Here are my rules: what can be done with one substance must never be done with another. No two materials are alike. No two sites on earth are alike. No two buildings have the same purpose. The person, the site, the material determine the shape. Nothing can be reasonable or beautiful unless it's made by one central idea, and the idea sets every detail. A building is alive, like a man. Its integrity is to follow its own truth, its one single theme, and to serve its own single purpose. A man doesn't borrow pieces of his body. A building doesn't borrow hunks of its soul. Its maker gives it the soul and every wall, window and stairway to express it.
-The Fountainhead, Ayn Rand

Monday, November 1, 2010

Objectified


Henry Ford once said that "every object tells a story, if you know how to read it." The movie, Objectified, depicts both content and form of its objects very personally and openly by showing close-ups of many common industrial-designed objects that most people don't fathom as having had a part of the design process, because they are simply "there." The content and the form in these objects are so obvious and unified that the design is seamlessly tied in to make the functionality of the object aesthetically pleasing, and the aesthetic sense in synchronicity with the functionality. Andrew Blauvelt discusses how the toothpick, a very common item has not only been designed in specific ways, but how many objects, including the toothpick have evolved.
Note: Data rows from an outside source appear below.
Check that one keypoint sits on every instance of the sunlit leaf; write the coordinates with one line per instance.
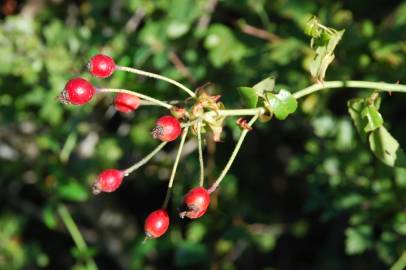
(249, 95)
(281, 104)
(386, 148)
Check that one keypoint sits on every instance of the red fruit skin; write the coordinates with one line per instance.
(77, 91)
(167, 129)
(108, 181)
(195, 203)
(156, 223)
(126, 103)
(101, 66)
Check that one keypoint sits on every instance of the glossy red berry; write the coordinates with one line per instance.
(195, 203)
(167, 129)
(108, 181)
(101, 66)
(156, 223)
(77, 91)
(126, 103)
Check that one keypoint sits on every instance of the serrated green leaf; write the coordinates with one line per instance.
(326, 42)
(265, 85)
(281, 104)
(73, 191)
(249, 95)
(312, 27)
(374, 118)
(386, 148)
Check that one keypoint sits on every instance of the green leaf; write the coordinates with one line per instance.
(281, 104)
(265, 85)
(324, 40)
(250, 96)
(49, 217)
(386, 148)
(374, 118)
(73, 191)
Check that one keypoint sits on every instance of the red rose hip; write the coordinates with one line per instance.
(195, 203)
(156, 223)
(101, 66)
(126, 103)
(167, 129)
(108, 181)
(77, 91)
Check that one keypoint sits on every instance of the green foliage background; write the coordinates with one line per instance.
(304, 193)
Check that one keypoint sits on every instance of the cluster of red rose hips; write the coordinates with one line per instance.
(79, 91)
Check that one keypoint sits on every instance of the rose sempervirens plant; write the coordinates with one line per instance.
(207, 114)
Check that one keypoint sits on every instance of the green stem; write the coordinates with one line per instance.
(233, 155)
(400, 264)
(381, 86)
(142, 96)
(388, 87)
(200, 150)
(158, 77)
(238, 112)
(143, 161)
(175, 167)
(75, 234)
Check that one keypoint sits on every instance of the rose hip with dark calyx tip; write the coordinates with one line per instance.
(101, 66)
(167, 129)
(195, 203)
(108, 181)
(77, 91)
(156, 223)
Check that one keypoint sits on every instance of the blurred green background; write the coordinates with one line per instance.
(305, 193)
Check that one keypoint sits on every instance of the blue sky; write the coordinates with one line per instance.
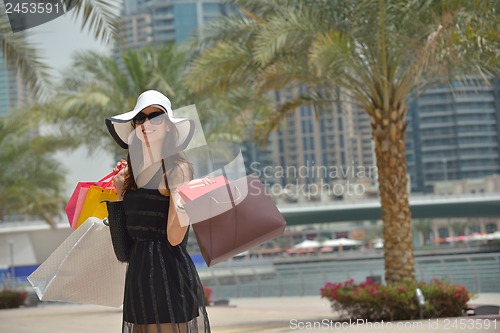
(57, 41)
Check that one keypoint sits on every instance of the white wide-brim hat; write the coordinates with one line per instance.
(120, 126)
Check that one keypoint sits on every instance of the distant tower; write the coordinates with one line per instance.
(454, 134)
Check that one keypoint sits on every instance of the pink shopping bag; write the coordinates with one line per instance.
(198, 187)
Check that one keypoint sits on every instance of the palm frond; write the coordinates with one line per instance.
(101, 17)
(22, 57)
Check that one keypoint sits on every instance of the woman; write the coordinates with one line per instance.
(163, 292)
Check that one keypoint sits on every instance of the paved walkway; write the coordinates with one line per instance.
(244, 315)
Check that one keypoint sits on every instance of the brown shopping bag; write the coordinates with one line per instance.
(83, 269)
(252, 220)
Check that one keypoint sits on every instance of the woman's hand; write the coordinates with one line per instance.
(119, 178)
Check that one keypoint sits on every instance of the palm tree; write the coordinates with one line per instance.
(377, 54)
(98, 16)
(31, 181)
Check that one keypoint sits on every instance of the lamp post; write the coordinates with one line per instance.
(11, 255)
(420, 301)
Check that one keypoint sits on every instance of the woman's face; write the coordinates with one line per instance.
(151, 124)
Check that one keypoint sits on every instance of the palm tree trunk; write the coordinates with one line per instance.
(389, 135)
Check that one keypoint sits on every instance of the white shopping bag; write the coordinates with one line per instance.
(83, 269)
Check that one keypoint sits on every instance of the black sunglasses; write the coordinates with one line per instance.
(153, 118)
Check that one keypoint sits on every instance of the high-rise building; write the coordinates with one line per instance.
(166, 21)
(4, 88)
(454, 133)
(12, 90)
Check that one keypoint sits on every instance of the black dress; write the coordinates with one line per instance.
(162, 285)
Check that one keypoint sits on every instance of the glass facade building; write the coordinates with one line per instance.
(454, 133)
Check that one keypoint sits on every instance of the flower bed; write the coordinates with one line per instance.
(375, 302)
(208, 295)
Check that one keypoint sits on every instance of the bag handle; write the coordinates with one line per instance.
(232, 200)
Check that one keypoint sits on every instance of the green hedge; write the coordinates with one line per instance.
(376, 302)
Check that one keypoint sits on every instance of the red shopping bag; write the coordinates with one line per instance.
(77, 199)
(198, 187)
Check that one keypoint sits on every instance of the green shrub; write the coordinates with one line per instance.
(208, 295)
(376, 302)
(10, 299)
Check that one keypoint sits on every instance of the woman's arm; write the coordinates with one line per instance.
(178, 220)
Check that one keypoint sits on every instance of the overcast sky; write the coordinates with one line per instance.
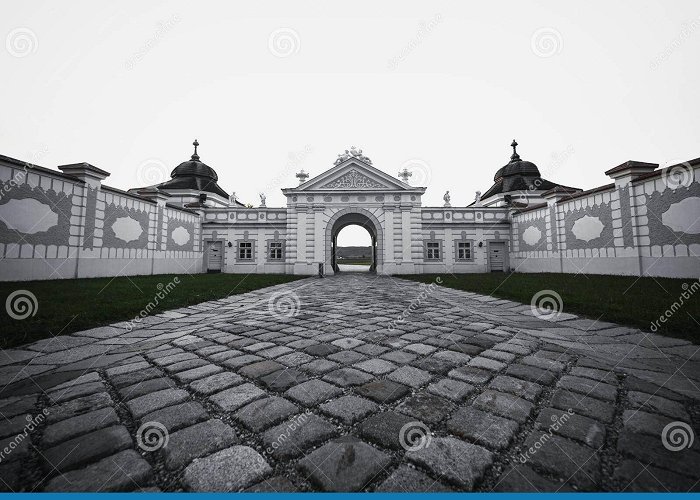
(270, 87)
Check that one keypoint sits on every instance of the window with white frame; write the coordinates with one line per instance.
(275, 250)
(464, 250)
(245, 250)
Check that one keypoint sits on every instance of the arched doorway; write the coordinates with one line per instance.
(358, 217)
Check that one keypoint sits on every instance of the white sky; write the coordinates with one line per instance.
(128, 85)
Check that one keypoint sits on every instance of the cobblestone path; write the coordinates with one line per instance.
(352, 383)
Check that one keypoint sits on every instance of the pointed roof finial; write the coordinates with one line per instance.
(515, 156)
(195, 156)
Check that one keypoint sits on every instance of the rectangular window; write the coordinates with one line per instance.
(433, 250)
(245, 250)
(275, 250)
(464, 250)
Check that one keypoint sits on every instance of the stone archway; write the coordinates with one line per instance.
(360, 217)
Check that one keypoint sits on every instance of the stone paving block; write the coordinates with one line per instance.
(320, 366)
(178, 416)
(484, 428)
(517, 387)
(345, 464)
(78, 425)
(291, 438)
(236, 397)
(86, 448)
(146, 387)
(633, 476)
(522, 479)
(563, 458)
(197, 441)
(458, 462)
(406, 479)
(652, 451)
(231, 469)
(583, 405)
(78, 407)
(347, 377)
(313, 392)
(583, 429)
(349, 409)
(410, 376)
(124, 471)
(531, 374)
(155, 401)
(266, 412)
(261, 369)
(588, 387)
(426, 407)
(376, 366)
(453, 390)
(657, 404)
(383, 391)
(385, 429)
(505, 405)
(197, 373)
(215, 383)
(471, 375)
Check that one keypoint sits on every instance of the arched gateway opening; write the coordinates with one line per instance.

In the creation of a handle for common household tools, like a peeler, or shears, both content and form come into play, as the purpose of the handle it to design for ease of use and mobility and the form is an extension of that purpose. Putting great design into everyday things helps people improve the way they live their lives, without forcing them to notice the great design, because it is so natural.

Dieter Rams speaks in Objectified about how great design must be both clear and understandable, allowing users to trust the designed object quickly. He discusses that good design is: innovative, aesthetic, honest, unobtrusive, long-lived, consistent in every detail, environmentally friendly, makes products both understandable and useful, and is as little design as possible.

Alice Rawsthorn talks about how nowadays, we have so many designs where the form has no relation to the function of the object. She argues that, because of the microchip, design is shifting from the tangible and material form in connection to the content, to an increasingly intangible and immaterial form that is very loosely connected with the content, which poses more tensions and conflicts within design. As designers, we are primarily used to working in constraints, and with the constraints freed by the invention of the microchip, the designer is more free to explore other avenues of great design, however now has more conflicts and tensions as to how to explore these other forms in terms of scale, shapes, and user-interactivity, while keeping the product and the design well-suited for the user, and for its own purpose.

Three phases of modern design are discussed by Andrew Blauvelt: the formal relationship of the object, the symbolism and content or the purpose of the object, and looking at design contextually, looking at the human-object relationship. These are the different ways that form interacts with content in objects, as shown in Objectified. Even the film's form of showing close-up, personal stills of objects interacts with the content of the objects, showing their most clear and definite essence, and how the form is shaped to display the content in a functional way, not just for the form, or the object, but for the human using the object as well.